Protectionism is not the answer, a focus on comparative advantage is

I read in the paper this morning that NB exporters are worried about Obama’s new jobs bill which calls for preference towards companies that employ Americans in America.  At the same time I get Tweets and Facebook posts from people calling for “a New Brunswick for New Brunswickers” and talking about restricting trade.  My wife sent me an email that someone sent her advocating cleansing your home of everything made in China.

Protectionism has always surged after recessions/depressions.  Even in the late 19th century, when the U.S. economy soured there were efforts to raise tariffs higher and restrict trade.

The challenge today is that we have a mostly open economy and we have structured it on widespread trade.   It would be a huge challenge to put the genie back in the bottle and it would cause deeper economic problems – for just about everyone.

The focus needs to be on comparative advantage – the fundamental premise behind market economies and free trade.   For it to be effective, free trade assumes that each of the parties involved with have strengths the others do not.  If a small handful of countries saw all the benefit and everyone else suffered – particularly in democratic societies – that would lead to an end of free trade.

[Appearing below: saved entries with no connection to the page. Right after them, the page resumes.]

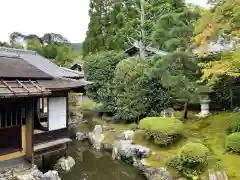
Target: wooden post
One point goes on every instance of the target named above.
(29, 131)
(32, 159)
(66, 151)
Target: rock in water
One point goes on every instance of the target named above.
(65, 164)
(124, 149)
(128, 135)
(51, 175)
(96, 137)
(81, 136)
(169, 112)
(25, 177)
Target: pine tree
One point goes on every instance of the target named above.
(118, 24)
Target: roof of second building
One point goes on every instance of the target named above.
(38, 61)
(16, 67)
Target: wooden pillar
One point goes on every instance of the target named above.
(43, 159)
(29, 131)
(66, 151)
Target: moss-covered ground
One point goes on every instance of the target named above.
(211, 131)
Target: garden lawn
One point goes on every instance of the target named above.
(211, 131)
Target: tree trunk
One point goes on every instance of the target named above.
(185, 111)
(142, 52)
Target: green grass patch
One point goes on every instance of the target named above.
(160, 124)
(84, 128)
(211, 131)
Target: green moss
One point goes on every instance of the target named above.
(160, 124)
(194, 152)
(233, 142)
(84, 128)
(211, 131)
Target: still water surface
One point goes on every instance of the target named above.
(92, 165)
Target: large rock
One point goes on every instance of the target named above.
(65, 164)
(96, 137)
(169, 112)
(124, 149)
(127, 135)
(81, 136)
(25, 177)
(51, 175)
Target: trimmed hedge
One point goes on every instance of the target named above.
(234, 125)
(191, 161)
(163, 131)
(233, 142)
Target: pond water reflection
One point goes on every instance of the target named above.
(92, 165)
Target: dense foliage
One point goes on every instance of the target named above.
(192, 160)
(130, 101)
(116, 24)
(163, 131)
(52, 46)
(100, 69)
(233, 142)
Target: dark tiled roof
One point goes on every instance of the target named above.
(15, 67)
(63, 83)
(15, 88)
(39, 62)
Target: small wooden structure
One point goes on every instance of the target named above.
(32, 88)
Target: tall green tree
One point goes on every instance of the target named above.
(118, 24)
(175, 28)
(178, 73)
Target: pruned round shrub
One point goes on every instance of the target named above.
(163, 131)
(233, 142)
(234, 125)
(191, 161)
(194, 153)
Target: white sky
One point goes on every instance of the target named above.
(66, 17)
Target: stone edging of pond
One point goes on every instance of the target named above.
(28, 174)
(123, 149)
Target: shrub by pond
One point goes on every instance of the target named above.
(163, 131)
(233, 142)
(192, 160)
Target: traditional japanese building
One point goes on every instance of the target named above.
(34, 104)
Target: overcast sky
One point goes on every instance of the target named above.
(66, 17)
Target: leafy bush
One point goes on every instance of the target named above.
(234, 125)
(194, 153)
(163, 131)
(233, 142)
(130, 101)
(191, 161)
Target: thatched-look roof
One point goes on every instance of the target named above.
(26, 73)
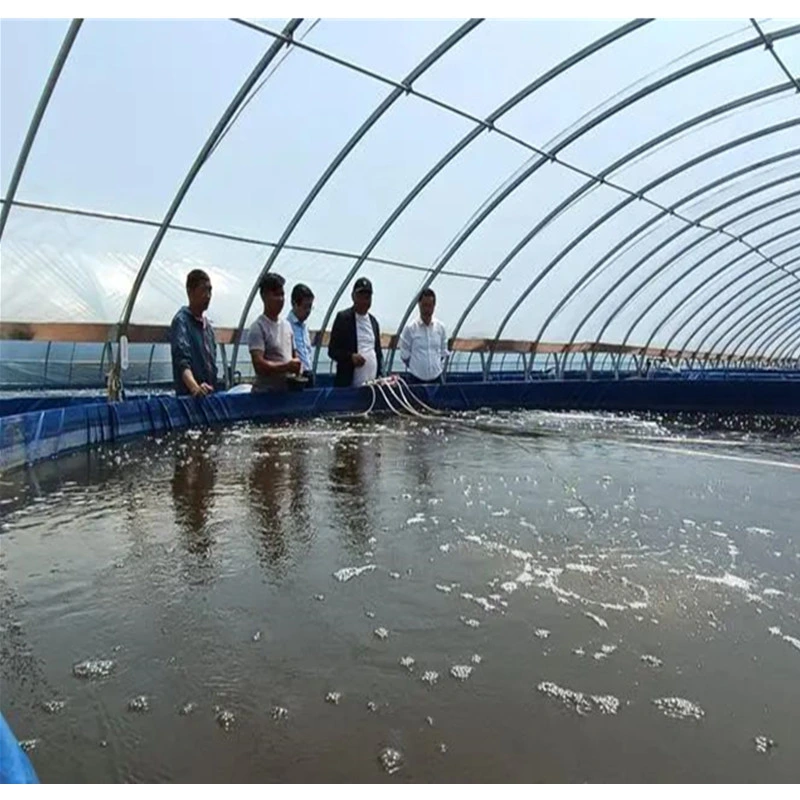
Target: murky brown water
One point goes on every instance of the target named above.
(203, 566)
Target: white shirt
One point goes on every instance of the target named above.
(365, 337)
(423, 349)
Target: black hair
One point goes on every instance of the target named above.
(301, 292)
(195, 278)
(271, 282)
(427, 293)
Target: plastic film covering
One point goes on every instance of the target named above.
(622, 183)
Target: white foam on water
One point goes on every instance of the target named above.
(599, 620)
(764, 744)
(460, 671)
(225, 719)
(760, 531)
(93, 668)
(578, 701)
(391, 760)
(348, 573)
(139, 704)
(679, 708)
(732, 581)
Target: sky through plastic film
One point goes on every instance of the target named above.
(697, 118)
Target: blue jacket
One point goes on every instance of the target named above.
(193, 345)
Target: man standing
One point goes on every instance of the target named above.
(355, 343)
(302, 303)
(423, 343)
(192, 341)
(270, 340)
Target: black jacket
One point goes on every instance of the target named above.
(344, 342)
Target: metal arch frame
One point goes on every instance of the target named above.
(733, 281)
(733, 298)
(766, 334)
(772, 341)
(685, 274)
(738, 334)
(685, 299)
(462, 145)
(489, 206)
(633, 235)
(738, 330)
(785, 345)
(769, 337)
(38, 115)
(687, 249)
(420, 69)
(564, 205)
(200, 160)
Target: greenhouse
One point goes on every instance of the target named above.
(587, 505)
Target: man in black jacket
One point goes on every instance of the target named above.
(355, 343)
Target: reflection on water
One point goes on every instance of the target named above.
(575, 608)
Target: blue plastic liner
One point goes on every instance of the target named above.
(15, 766)
(33, 436)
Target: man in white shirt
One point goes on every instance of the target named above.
(423, 343)
(355, 343)
(270, 340)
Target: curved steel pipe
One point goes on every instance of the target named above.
(735, 334)
(732, 282)
(772, 330)
(679, 279)
(495, 201)
(500, 111)
(362, 131)
(787, 348)
(715, 327)
(194, 170)
(632, 236)
(738, 331)
(36, 120)
(688, 248)
(654, 142)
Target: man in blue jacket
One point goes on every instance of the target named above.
(194, 345)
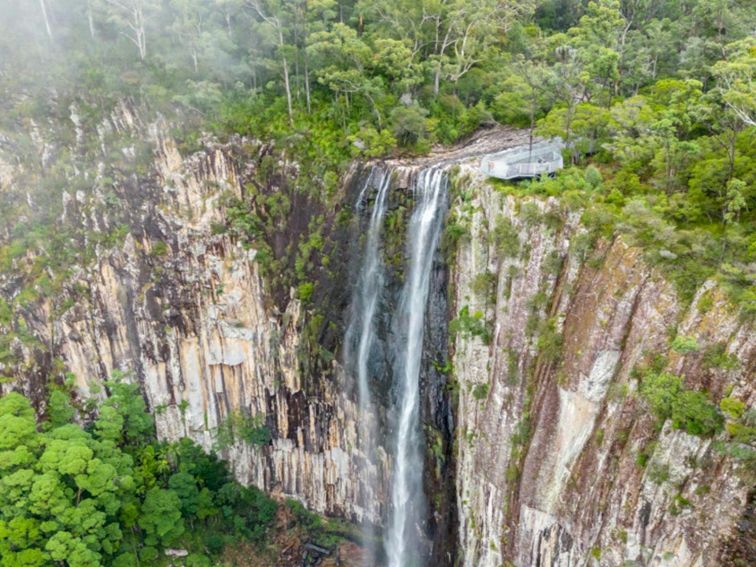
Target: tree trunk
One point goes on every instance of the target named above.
(307, 83)
(44, 15)
(90, 20)
(286, 78)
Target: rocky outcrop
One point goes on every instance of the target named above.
(559, 461)
(181, 307)
(533, 422)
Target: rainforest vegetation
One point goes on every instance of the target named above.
(654, 100)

Canada still bases its comparative advantage on natural resources and a smaller focus on some high value exportable goods and service sectors.  Like Australia, the focus has shifted even more to natural resources in recent years causing people to worry about Dutch disease.  This does cause trouble for smaller places like New Brunswick with exporters trying to compete in a world where the Canadian dollar is at par with the U.S.

I don’t think most people understand the complications associated with this.  If at 70 cents, a New Brunswick exporter was making a strong 25% profit on sales to the U.S. that entire margin has been wiped out in recent years.  Either the exporter finds a way to reduce costs – or they find new markets or they go out of business.

In my opinion, protectionism is not the answer, a focus on comparative advantage is.